Job management

Job submission limits#

Sherlock enforces limits on the number of jobs that can be in queue at any given time, to ensure fair access to resources for all users.

Checking current limits

Run sh_part to see the current submission limits for each partition.

Queue limits#

When the per-user or per-group queue limit is reached, job submissions will fail with:

sbatch: error: MaxSubmitJobsPerAccount
sbatch: error: MaxSubmitJobsPerUser

MaxSubmitJobsPerUser means the per-user limit has been reached; MaxSubmitJobsPerAccount means the limit for your group (Slurm account) has been reached, regardless of how many jobs you personally have in queue.

Wall-time limits#

Jobs on the normal partition are limited to 2 days. To run longer, add the long QOS to your submission script:

#SBATCH --time=3-00:00:00
#SBATCH --qos=long

Owners partition

If you have access to an owners partition, the maximum wall-clock time is 7 days and you do not need the long QOS.
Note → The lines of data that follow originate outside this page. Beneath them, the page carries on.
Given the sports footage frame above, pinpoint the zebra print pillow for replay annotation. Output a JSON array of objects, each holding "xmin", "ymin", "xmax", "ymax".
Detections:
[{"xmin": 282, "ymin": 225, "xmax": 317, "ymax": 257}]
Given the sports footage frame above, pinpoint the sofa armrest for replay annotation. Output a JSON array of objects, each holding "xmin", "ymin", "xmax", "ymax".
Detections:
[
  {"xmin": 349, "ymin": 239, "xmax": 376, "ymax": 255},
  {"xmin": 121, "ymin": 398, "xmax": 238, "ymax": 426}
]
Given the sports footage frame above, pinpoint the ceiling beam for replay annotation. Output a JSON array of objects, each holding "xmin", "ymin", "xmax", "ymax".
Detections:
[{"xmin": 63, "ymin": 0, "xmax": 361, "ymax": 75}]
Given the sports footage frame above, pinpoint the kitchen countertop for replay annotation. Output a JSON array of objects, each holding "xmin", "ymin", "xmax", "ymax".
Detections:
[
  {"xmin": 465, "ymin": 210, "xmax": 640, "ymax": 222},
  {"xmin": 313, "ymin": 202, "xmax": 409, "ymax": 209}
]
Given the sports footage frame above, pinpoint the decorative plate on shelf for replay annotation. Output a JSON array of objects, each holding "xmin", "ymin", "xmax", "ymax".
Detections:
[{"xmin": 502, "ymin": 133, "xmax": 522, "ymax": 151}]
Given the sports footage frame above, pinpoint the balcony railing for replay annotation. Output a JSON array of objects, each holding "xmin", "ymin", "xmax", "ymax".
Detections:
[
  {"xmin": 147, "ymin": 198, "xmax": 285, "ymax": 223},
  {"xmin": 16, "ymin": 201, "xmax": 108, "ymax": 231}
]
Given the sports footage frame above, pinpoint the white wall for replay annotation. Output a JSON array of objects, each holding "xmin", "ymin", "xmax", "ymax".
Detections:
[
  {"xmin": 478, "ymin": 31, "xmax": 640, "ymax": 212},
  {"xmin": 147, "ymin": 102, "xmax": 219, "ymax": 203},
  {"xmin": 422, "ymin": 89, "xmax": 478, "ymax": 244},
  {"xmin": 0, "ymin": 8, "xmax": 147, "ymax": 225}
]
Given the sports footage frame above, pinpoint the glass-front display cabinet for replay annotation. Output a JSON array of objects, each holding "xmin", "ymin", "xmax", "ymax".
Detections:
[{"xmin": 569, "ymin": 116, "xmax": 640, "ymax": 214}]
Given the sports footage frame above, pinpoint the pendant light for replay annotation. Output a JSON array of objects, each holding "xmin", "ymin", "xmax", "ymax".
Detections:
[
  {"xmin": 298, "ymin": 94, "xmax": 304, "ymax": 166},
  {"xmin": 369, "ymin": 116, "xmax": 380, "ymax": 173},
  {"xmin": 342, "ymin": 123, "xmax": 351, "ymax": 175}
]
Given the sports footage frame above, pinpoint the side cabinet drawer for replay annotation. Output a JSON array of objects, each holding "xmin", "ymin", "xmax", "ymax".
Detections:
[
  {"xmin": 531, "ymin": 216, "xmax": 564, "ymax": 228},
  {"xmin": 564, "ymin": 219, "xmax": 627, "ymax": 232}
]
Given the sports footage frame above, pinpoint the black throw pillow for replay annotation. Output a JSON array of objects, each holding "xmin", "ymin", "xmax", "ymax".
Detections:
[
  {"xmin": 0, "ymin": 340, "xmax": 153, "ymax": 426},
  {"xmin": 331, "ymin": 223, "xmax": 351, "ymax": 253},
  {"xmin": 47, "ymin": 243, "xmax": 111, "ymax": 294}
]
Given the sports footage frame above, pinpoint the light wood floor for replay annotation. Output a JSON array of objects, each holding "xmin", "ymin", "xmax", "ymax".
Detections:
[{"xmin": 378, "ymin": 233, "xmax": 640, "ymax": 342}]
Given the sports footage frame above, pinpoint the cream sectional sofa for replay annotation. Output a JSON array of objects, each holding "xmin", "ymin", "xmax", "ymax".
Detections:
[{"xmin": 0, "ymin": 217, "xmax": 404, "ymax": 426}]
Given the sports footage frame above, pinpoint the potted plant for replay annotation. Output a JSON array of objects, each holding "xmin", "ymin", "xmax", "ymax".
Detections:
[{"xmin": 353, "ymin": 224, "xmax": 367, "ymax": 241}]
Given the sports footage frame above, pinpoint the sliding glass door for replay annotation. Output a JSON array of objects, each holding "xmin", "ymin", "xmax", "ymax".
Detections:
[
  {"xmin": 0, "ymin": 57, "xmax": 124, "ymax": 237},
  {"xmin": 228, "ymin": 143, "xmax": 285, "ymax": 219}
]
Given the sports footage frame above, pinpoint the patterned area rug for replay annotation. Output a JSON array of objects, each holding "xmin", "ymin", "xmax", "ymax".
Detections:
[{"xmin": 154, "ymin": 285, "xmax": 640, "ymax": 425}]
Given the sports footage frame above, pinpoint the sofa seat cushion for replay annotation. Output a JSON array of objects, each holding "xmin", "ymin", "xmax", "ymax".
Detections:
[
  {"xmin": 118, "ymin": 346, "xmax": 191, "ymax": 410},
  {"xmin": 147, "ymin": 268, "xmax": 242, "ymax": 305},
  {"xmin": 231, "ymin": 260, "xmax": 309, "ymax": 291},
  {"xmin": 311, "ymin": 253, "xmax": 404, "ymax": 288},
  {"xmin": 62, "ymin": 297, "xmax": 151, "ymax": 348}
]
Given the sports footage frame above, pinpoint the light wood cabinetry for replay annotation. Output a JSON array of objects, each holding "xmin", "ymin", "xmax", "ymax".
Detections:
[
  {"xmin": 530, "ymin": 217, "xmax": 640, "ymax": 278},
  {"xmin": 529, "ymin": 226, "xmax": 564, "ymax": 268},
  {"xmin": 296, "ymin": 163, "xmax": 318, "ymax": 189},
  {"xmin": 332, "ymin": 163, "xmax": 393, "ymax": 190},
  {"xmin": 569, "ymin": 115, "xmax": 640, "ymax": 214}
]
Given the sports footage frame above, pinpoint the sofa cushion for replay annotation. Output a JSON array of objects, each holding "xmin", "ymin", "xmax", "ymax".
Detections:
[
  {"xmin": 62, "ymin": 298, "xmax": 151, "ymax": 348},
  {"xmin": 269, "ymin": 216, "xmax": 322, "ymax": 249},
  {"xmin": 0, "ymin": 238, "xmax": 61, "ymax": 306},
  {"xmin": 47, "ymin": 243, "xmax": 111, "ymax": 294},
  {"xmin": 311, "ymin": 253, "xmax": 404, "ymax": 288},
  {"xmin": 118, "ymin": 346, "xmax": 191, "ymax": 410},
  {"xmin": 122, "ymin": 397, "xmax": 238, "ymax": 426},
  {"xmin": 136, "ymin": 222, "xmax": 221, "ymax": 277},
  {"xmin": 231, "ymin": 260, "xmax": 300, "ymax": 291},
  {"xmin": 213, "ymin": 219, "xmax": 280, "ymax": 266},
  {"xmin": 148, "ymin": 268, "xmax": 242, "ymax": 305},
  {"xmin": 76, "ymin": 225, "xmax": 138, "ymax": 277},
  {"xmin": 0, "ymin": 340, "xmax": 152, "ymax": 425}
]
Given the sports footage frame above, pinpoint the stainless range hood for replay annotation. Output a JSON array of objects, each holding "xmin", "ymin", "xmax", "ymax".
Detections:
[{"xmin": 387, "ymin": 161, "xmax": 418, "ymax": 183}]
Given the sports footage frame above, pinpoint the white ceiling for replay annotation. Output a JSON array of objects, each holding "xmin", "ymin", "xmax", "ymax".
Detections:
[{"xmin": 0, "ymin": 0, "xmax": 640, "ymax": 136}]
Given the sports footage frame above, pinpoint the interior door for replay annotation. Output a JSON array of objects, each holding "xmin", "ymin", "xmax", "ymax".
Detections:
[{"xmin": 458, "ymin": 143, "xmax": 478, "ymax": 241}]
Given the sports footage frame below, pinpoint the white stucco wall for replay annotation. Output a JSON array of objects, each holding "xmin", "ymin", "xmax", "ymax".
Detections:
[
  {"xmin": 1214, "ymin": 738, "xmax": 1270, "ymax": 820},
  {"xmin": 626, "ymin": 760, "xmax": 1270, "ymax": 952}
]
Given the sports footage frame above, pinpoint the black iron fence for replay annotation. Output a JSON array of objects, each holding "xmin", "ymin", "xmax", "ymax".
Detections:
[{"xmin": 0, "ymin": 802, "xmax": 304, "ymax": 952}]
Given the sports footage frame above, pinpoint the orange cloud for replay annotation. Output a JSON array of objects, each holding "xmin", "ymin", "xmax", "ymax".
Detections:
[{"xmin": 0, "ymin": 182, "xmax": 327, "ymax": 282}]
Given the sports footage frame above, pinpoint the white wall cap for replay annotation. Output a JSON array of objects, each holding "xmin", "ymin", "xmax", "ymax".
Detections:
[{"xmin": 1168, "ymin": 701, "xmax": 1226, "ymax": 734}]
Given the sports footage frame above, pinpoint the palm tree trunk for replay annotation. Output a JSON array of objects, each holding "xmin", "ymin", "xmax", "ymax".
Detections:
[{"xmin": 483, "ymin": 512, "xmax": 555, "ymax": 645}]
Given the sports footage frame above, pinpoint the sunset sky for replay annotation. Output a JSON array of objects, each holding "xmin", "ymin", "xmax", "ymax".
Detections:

Minimizing the number of jobs in queue#

Reducing the number of jobs submitted to the scheduler is generally good practice. One effective approach is to pack more work into each job.

For example, consider a 100-task array job running one app instance per array item:

array_job.sbatch

#!/bin/bash
#SBATCH --array=1-100
#SBATCH -n 1

./app ${SLURM_ARRAY_TASK_ID}

This creates 100 jobs in queue, each using 1 CPU. Instead, you can consolidate them by running multiple tasks per array item:

array_job_optimized.sbatch

#!/bin/bash
#SBATCH --array=0-99:10
#SBATCH -n 10

for i in {0..9}; do
    srun -n 1 ./app $((SLURM_ARRAY_TASK_ID+i)) &
done

wait # important: keeps the job alive until background tasks finish

--array=0-99:10 submits 10 array jobs with indexes 0, 10, 20 ... 90
-n 10 allocates 10 CPUs per array job
the for loop runs 10 tasks in parallel, covering indexes SLURM_ARRAY_TASK_ID to SLURM_ARRAY_TASK_ID + 9

This runs the same 100 app instances while reducing the number of queued jobs by 10x, helping stay within submission limits.